Friday, 7 August 2015

What is Lucene ?

  • Apache Lucene is a high-performance, full-featured text search engine library written entirely in Java.
  • It is a technology suitable for nearly any application that requires full-text search, especially cross-platform.
  • Lucene can index plain text, integers, index PDF, Office Documents. etc.

Indexing concept to enable faster search by lucene or Inverted Index concepts ?

Lucene creates something called Inverted Index. Normally we map   
document -> terms in the document. (here document is collection of information or searchable items)
But, Lucene does the reverse.

Creates a index term -> list of documents containing the term, which makes it faster to search.


How to user Apache lucene library into your application though maven ?

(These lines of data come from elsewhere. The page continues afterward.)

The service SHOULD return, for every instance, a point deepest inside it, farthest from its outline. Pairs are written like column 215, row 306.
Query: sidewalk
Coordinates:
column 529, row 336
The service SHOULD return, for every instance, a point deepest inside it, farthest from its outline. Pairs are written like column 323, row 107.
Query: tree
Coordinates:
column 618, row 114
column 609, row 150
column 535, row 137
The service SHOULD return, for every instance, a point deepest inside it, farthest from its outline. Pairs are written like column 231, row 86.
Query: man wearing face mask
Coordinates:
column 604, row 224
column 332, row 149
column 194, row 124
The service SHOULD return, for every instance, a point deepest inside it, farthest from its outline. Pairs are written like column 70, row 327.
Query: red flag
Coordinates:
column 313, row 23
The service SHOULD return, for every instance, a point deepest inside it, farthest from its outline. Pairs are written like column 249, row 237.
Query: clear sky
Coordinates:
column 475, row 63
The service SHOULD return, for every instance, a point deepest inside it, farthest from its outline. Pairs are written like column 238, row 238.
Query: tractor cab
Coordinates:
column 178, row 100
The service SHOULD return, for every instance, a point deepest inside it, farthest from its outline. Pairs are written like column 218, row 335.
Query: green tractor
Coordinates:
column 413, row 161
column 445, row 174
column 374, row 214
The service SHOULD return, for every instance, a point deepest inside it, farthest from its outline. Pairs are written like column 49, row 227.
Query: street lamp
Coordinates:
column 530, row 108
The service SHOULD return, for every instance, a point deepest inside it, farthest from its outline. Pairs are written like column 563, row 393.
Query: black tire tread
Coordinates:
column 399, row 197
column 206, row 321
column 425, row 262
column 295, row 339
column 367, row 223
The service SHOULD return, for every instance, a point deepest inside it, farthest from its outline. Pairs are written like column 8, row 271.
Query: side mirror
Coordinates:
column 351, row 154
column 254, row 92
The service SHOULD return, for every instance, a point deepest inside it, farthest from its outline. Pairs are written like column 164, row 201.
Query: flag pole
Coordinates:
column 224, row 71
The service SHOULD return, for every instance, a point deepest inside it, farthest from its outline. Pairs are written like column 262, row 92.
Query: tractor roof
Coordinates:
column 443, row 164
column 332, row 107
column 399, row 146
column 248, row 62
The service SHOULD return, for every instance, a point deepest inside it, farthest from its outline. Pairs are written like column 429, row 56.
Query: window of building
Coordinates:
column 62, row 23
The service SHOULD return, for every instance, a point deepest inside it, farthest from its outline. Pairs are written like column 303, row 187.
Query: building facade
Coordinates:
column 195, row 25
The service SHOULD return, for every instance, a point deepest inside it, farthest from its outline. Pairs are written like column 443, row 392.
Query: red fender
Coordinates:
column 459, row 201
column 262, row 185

                            Maven Dependency
                        
 <dependency>
      <groupid>org.apache.lucene</groupid>
     <artifactid>lucene-core</artifactid>
    <version>${Version}</version>
    <type>jar</type>
   <scope>compile</scope>
 </dependency>

Download Dependency
Download Lucene from http://lucene.apache.org/ and

add the lucene-core.jar in the classpath

Note: The current Apache lucene version is 5.2.X (as of 7th Aug 2015). ${version} should be replaced with proper version what you may want to use.

Lucene Indexing flow to enable faster search

Let's understand the picture first from Bottom to Center.
    The Raw Text is used to create a Lucene "Document" which is analyzed using the   provided lucene Analyzer and Document is added to the index based on the Store,TermVector and Analyzed property of the Fields. Next, the search from top to center.The users specify the query in a text format.The query Object is build based on the query text and the result of  the executed query is returned as TopDocs

* *   Document is a class provided by lucene core library.